Che rapporto c’è tra voi “contadini antiquari” e gli agricoltori attivi nel territorio?
Rispettiamo il lavoro degli agricoltori altoatesini e capiamo che le loro scelte sono dettate anche dalla necessità di far quadrare i conti con colture e allevamenti che portino reddito. Quando dedicano spazio e tempo a specie e razze antiche ci fa molto piacere, ma capiamo benissimo quando questo non è possibile. Da parte degli agricoltori “convenzionali”, devo dire, c’è interesse e curiosità per la nostra attività.
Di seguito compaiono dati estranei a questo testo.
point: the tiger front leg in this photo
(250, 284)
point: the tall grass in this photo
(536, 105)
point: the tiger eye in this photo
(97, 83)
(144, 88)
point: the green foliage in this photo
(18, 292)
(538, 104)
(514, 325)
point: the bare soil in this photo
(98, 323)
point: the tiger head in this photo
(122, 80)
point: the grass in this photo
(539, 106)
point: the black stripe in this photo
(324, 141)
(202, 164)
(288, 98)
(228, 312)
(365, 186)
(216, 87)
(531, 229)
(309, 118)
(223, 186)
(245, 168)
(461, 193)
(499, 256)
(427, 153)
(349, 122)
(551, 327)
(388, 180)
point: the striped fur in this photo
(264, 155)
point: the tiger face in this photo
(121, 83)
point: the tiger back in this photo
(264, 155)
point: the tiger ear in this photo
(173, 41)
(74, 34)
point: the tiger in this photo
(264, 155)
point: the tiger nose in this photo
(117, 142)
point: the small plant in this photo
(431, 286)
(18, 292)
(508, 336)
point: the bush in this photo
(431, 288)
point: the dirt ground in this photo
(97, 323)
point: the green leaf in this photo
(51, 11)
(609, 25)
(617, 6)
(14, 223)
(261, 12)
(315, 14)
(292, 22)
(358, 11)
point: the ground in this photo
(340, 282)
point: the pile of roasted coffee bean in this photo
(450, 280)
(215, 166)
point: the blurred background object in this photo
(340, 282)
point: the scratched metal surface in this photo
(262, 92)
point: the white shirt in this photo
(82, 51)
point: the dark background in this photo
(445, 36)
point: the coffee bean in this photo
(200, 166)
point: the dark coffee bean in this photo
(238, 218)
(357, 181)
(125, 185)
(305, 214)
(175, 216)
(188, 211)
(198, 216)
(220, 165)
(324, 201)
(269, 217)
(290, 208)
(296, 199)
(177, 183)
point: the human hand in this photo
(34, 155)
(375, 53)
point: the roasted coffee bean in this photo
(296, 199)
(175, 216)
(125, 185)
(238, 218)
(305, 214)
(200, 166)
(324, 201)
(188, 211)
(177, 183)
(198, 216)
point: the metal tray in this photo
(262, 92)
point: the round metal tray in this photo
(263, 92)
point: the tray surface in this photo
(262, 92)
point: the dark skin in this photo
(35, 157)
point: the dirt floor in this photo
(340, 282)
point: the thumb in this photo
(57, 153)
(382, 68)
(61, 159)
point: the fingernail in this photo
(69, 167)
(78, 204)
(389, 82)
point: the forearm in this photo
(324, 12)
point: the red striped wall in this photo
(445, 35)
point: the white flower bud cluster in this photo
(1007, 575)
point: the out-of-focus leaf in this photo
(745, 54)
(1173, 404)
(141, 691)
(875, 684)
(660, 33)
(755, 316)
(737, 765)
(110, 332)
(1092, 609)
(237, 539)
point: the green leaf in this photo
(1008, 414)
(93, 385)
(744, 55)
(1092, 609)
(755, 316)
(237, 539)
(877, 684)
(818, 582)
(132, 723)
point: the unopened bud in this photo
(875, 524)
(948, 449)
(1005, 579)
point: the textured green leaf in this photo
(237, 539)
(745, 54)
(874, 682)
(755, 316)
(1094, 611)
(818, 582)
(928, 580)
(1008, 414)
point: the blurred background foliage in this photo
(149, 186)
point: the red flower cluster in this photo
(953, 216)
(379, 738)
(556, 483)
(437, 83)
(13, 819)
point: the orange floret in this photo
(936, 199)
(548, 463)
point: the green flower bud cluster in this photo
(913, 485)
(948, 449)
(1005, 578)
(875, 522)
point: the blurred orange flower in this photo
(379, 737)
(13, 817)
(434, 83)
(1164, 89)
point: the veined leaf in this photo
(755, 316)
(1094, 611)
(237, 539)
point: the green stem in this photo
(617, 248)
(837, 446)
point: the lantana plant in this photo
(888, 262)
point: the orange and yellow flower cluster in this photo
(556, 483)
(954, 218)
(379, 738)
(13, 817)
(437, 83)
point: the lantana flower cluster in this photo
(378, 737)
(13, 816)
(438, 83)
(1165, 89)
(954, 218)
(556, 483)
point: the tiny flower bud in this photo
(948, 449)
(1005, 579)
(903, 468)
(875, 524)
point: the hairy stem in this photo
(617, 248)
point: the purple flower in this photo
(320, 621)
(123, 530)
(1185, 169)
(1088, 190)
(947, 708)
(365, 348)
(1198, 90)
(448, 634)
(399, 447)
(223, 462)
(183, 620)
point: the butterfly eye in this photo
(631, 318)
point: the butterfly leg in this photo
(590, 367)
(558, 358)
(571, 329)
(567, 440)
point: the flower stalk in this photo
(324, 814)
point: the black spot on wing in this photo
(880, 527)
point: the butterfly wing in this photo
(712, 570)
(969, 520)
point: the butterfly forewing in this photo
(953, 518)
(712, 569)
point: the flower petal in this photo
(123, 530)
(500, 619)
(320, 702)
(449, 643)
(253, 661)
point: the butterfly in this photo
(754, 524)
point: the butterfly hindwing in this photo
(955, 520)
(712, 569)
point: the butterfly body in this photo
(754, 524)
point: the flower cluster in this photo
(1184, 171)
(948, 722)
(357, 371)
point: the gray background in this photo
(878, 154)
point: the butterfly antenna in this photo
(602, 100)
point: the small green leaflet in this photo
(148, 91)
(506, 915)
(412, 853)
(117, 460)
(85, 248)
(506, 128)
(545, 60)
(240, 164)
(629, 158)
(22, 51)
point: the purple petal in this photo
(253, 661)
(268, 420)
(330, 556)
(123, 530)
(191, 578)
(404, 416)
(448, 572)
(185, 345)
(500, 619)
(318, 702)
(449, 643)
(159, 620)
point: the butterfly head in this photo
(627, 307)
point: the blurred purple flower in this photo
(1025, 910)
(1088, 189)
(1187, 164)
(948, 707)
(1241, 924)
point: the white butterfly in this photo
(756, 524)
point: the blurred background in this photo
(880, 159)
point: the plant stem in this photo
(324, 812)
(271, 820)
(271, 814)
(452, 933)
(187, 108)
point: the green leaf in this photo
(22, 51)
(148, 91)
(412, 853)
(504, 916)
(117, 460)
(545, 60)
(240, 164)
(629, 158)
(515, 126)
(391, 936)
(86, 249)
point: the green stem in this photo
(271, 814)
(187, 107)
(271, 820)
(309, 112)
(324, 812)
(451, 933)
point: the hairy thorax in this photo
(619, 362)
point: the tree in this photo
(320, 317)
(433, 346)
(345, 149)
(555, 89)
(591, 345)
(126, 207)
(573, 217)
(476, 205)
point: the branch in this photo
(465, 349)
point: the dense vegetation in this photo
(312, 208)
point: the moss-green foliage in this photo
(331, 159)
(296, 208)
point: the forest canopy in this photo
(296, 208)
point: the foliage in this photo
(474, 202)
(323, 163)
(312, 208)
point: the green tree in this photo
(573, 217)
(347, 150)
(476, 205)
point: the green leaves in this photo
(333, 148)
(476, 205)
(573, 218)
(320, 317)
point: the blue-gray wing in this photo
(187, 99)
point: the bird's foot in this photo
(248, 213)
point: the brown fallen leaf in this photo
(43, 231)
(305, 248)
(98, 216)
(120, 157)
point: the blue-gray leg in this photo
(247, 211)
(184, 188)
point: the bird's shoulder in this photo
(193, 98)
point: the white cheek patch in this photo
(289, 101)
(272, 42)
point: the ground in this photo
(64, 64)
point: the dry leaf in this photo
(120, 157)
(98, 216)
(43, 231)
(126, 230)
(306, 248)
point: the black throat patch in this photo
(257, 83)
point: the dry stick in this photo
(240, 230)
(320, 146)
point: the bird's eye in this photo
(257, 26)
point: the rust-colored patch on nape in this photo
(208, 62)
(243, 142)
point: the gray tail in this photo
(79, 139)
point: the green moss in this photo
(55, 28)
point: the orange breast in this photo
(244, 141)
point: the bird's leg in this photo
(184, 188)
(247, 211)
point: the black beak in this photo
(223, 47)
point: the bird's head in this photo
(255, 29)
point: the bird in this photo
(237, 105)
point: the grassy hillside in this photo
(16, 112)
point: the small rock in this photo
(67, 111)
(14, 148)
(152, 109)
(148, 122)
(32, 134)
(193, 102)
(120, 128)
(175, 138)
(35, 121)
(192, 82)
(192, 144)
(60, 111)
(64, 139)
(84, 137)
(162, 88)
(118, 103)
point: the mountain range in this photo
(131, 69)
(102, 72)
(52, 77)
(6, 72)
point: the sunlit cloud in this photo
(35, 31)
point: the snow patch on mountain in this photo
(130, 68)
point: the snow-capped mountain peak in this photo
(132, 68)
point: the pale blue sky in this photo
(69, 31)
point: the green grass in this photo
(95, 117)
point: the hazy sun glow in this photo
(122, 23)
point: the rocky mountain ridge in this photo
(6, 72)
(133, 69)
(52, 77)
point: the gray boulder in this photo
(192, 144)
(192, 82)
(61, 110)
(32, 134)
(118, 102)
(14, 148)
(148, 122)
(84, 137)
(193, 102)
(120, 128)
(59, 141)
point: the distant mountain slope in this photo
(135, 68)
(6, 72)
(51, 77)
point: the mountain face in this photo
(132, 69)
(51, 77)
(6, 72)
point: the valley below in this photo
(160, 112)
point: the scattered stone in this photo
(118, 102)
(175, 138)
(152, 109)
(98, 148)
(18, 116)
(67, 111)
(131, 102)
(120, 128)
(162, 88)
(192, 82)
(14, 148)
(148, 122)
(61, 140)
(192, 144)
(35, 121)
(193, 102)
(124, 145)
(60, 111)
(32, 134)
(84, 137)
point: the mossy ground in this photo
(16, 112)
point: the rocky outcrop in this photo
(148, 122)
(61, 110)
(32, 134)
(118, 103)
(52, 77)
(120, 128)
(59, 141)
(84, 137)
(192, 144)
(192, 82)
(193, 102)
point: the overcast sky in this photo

La primavera è ormai arrivata e molti altoatesini amano dedicarsi alla cura dei propri orti e giardini. Quali varietà autoctone suggerirebbe di coltivare ai nostri lettori?
Chi avesse spazio per l’allevamento potrebbe scegliere una vacca di razza Grigio Alpina, che era tradizionalmente un animale dai tre usi: latte, carne e lavori agricoli. Gli esemplari originali sono un po’ più piccoli di quelli comunemente noti, ma siamo riusciti a mettere in contatto alcuni proprietari di esemplari di pura razza, in modo che non si perda.
Per quanto riguarda la frutta, suggerirei la mela Tiroler Spitzlederer, detta anche Renetta grigia appuntita del Tirolo. Si raccoglie a fine ottobre e si conserva fino a fine febbraio, grazie alla buccia molto spessa. Appena staccata dall’albero è decisamente aspra, ma diventa via via sempre più dolci. Nell’orto consiglierei di seminare delle particolari radici che in Val Pusteria chiamano Peim, in tedesco sono dette Steckrübe e in italiano navone o rutabaga. È un ortaggio che non richiede molta cura e nemmeno tanto spazio, ma è molto buono. Un tempo ha salvato molta povera gente dalla fame, ora è sparito dai libri di cucina e la gente non lo conosce. Se non si sa come cucinarlo, non lo si compra e, di conseguenza, non si coltiva. Le varietà antiche non si salvano con grandi iniziative, ma con tanti piccoli contributi personali. La nostra società deve vivere con maggiore consapevolezza il proprio ruolo nel pianeta, riconoscendo la relazione tra stile di vita e ambiente.